A certain research institute in the field of science primarily focuses on providing information assurance for scientific literature in natural sciences, interdisciplinary sciences, and high-tech fields, along with conducting strategic intelligence research services. Its data is sourced globally from research institutions, higher education establishments, and journals. Data from various origins often contain multiple aliases and abbreviations, leading to issues like inconsistency and redundancy. The institute faces challenges in rapidly identifying and retrieving data that describes the same entity but with different expressions. The current approach involves manual queries for identification, which is inefficient and has a low accuracy rate. Resolving the issue of entity uniqueness in big data quickly and efficiently stands as a major pain point for this institution.

Data is sourced from various origins, with multiple aliases and abbreviations for institutional names.
Data incompleteness and duplication issues exist.
The complexity of matching the entirety of the data is high.
Automatic generation of statistical results is currently not feasible.

Solution and Effect

The Rock System employs machine learning models within the data to automatically match and filter based on data features. This enables semantic judgment of entities, automatic discovery of entity uniqueness rules, and the organic integration of similarity algorithms and machine learning models. The system provides a rapid and convenient human-machine interaction, presenting identified entities clearly.
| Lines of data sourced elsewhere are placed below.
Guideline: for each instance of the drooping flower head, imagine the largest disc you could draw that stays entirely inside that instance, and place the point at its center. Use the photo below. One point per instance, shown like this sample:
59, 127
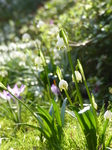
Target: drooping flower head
78, 76
60, 43
55, 90
5, 95
63, 85
26, 37
108, 114
15, 91
38, 61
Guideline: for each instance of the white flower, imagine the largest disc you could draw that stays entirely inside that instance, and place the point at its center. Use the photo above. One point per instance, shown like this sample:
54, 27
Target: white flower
78, 76
63, 85
60, 43
26, 37
108, 114
40, 24
38, 61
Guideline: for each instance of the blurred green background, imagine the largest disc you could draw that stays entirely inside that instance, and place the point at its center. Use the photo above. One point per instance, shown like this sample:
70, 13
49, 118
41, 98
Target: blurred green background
89, 27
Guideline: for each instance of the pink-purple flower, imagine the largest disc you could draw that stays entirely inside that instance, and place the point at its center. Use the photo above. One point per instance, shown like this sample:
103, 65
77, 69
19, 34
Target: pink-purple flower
55, 90
15, 91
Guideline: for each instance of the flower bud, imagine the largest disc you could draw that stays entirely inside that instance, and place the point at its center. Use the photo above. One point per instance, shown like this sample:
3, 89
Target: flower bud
78, 76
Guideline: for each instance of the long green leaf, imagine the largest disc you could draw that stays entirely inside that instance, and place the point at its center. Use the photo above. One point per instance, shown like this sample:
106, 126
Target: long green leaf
57, 114
63, 111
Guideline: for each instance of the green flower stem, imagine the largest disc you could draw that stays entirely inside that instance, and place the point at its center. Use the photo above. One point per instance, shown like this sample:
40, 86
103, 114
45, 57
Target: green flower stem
77, 88
68, 97
89, 95
103, 133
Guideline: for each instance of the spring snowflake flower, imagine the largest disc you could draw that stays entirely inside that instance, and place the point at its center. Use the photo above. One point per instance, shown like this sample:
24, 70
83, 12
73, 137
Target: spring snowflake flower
108, 114
38, 61
63, 85
78, 76
26, 37
60, 43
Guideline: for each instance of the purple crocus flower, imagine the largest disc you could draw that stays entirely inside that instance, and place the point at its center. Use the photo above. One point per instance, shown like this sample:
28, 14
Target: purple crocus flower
55, 90
15, 91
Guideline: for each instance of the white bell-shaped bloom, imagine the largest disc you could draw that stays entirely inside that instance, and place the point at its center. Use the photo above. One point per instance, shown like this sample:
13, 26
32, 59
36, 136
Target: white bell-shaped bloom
108, 114
63, 85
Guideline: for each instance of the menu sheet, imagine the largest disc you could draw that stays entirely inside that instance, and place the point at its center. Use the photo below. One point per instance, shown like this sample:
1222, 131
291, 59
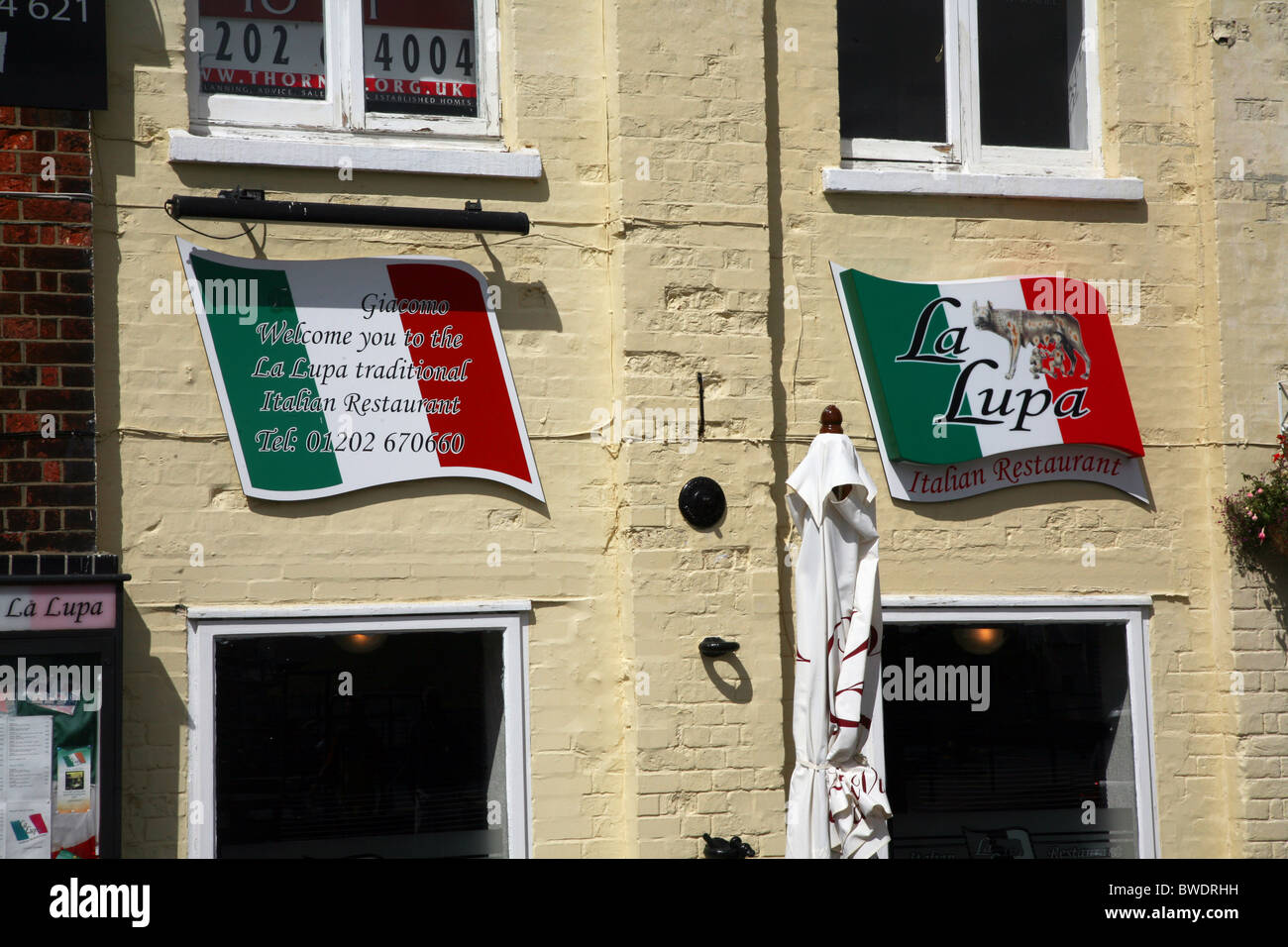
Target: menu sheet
26, 745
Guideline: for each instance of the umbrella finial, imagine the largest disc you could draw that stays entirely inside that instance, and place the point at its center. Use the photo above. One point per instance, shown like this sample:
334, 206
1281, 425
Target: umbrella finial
831, 420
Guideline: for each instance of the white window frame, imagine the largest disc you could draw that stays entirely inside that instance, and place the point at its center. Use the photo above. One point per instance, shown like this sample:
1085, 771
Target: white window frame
506, 617
343, 112
964, 151
1132, 611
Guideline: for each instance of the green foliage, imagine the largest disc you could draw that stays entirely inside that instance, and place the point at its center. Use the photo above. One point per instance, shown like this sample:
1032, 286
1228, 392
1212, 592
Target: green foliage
1256, 517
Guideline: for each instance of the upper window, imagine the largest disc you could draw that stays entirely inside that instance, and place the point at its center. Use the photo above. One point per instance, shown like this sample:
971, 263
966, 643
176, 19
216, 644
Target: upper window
1001, 85
346, 64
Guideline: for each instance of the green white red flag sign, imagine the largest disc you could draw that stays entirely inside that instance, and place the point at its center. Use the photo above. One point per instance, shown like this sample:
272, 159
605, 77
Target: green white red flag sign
336, 375
984, 384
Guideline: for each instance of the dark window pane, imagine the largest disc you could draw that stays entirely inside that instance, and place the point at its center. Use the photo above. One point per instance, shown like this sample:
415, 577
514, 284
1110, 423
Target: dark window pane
892, 64
410, 764
1031, 84
1048, 744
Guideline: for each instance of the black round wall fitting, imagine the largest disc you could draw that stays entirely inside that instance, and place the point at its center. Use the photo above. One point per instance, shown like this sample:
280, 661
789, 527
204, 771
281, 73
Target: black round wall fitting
702, 502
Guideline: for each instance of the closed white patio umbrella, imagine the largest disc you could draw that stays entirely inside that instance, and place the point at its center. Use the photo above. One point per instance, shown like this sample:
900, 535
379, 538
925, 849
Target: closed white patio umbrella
836, 805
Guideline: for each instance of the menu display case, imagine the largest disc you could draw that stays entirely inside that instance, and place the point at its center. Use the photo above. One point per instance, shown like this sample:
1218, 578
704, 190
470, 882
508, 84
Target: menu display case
60, 716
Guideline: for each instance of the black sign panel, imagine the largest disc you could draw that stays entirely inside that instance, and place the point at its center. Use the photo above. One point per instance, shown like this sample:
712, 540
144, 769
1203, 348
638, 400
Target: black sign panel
53, 53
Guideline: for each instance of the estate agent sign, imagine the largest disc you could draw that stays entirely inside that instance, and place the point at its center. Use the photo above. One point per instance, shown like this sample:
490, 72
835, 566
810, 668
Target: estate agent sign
336, 375
983, 384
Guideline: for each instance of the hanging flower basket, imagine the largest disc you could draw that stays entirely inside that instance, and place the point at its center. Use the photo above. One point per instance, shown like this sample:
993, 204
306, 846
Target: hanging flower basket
1254, 518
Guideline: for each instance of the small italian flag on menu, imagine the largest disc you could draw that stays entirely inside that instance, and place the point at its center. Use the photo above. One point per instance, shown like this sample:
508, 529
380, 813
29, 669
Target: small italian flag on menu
29, 826
984, 384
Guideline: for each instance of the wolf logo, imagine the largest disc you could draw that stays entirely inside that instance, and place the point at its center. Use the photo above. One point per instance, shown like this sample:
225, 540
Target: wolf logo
1056, 331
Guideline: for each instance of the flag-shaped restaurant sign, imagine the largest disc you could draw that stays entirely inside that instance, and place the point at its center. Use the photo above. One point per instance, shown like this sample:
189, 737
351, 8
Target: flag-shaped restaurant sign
983, 384
336, 375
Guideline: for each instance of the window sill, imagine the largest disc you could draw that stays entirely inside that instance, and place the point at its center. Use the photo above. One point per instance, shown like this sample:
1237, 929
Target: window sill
382, 155
863, 180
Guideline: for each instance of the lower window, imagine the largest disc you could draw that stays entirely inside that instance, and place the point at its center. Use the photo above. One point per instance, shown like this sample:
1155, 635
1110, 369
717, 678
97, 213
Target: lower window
1018, 732
381, 737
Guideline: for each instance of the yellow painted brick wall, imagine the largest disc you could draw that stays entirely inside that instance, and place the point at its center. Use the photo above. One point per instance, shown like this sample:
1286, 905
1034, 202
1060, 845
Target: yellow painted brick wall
682, 196
1252, 244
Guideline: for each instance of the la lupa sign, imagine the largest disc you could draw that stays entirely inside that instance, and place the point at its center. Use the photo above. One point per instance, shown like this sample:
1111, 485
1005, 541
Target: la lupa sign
336, 375
984, 384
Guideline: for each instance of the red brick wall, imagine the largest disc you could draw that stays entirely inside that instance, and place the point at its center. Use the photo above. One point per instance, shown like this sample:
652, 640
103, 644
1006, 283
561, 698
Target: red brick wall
47, 333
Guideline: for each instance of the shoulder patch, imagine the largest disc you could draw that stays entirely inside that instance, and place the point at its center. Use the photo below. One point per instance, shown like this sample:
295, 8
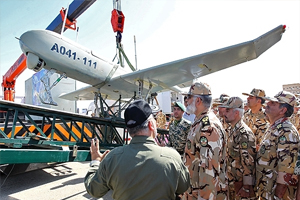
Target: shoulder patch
279, 126
262, 149
282, 140
244, 145
205, 121
203, 141
243, 130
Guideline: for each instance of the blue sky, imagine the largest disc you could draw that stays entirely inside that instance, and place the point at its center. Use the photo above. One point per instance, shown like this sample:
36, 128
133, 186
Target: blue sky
168, 30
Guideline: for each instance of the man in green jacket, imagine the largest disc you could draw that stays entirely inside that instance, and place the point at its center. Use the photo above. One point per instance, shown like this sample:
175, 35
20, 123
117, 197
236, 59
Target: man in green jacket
140, 170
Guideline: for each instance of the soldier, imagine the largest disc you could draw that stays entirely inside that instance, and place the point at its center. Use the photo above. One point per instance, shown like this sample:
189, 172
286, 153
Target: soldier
161, 120
255, 117
223, 100
205, 149
295, 118
141, 169
241, 151
179, 128
188, 116
277, 154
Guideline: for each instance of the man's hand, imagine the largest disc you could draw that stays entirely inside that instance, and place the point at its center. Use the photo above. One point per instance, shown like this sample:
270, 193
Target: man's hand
246, 191
95, 153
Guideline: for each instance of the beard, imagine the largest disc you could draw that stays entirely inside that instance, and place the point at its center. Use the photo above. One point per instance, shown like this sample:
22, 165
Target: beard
192, 107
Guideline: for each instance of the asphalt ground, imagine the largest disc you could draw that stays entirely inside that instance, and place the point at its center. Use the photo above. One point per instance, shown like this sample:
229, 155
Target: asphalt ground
62, 181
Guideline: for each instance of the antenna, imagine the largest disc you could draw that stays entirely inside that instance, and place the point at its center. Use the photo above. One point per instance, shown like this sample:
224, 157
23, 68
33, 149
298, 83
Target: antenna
64, 22
135, 53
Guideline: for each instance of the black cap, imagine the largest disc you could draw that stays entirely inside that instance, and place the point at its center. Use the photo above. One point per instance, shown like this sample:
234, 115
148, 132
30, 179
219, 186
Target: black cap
136, 113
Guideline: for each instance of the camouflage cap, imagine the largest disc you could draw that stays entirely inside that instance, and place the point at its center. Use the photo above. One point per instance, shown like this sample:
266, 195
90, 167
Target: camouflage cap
199, 89
179, 105
256, 93
222, 100
283, 97
233, 102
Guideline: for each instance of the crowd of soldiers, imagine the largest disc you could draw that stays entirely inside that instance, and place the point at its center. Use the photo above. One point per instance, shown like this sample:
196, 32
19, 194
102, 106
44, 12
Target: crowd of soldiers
241, 150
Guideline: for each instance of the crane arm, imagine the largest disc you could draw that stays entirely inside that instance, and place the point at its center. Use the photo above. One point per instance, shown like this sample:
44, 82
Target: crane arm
76, 8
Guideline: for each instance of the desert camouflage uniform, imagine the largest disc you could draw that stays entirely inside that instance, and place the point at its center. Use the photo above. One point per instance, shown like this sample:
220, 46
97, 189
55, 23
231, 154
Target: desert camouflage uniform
225, 125
257, 122
161, 120
205, 155
178, 132
295, 119
241, 153
277, 153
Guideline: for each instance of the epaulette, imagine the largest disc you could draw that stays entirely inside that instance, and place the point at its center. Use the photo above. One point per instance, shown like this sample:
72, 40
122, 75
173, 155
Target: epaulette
279, 126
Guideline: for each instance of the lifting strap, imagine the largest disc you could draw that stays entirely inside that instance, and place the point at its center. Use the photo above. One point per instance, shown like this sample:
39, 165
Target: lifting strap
69, 24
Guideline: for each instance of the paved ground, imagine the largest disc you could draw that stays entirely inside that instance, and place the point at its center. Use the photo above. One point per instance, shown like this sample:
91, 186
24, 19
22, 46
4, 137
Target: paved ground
63, 181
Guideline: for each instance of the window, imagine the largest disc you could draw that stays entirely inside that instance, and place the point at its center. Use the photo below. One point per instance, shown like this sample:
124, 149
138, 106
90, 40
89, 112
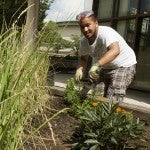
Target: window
105, 9
128, 7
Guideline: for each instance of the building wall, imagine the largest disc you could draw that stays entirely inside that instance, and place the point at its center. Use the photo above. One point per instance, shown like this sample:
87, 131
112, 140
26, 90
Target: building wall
131, 18
68, 31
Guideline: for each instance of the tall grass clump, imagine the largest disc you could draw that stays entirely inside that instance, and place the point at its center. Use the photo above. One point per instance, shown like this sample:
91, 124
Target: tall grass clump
23, 90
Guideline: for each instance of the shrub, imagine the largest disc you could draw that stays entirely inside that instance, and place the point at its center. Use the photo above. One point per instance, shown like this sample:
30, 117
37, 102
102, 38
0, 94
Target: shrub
104, 125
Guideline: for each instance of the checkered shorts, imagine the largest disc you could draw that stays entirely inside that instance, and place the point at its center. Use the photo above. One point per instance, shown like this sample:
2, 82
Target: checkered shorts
116, 81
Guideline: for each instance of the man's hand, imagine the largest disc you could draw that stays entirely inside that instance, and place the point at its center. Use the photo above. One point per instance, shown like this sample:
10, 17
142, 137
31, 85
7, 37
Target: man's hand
94, 72
79, 74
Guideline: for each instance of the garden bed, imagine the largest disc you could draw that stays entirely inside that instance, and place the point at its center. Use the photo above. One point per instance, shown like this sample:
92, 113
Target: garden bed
61, 135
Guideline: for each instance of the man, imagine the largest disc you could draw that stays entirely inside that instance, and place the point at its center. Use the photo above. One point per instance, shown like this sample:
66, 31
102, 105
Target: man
113, 60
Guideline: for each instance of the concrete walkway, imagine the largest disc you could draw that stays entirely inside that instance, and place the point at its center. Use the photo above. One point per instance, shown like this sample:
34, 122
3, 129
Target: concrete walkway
135, 99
This approach reduces manual intervention, significantly enhancing the efficiency of data processing.

Dependency on manually designed rules results in low accuracy.

Disorganized data, making it challenging to manually classify and identify.

Offer rapid and convenient human-machine interaction, presenting identified entities clearly.

Automatically discover the same entities and perform automatic clustering.

Achievements

Identified and deduplicated 450,000 repeated entries within a dataset of 4.5 million organizations. Automated the filling of missing data with an accuracy rate reaching 95.4%.

Completed operations on a million-level dataset within minutes, showcasing a 100-fold improvement in model computation efficiency.

Accelerated entity retrieval speed by more than 50%.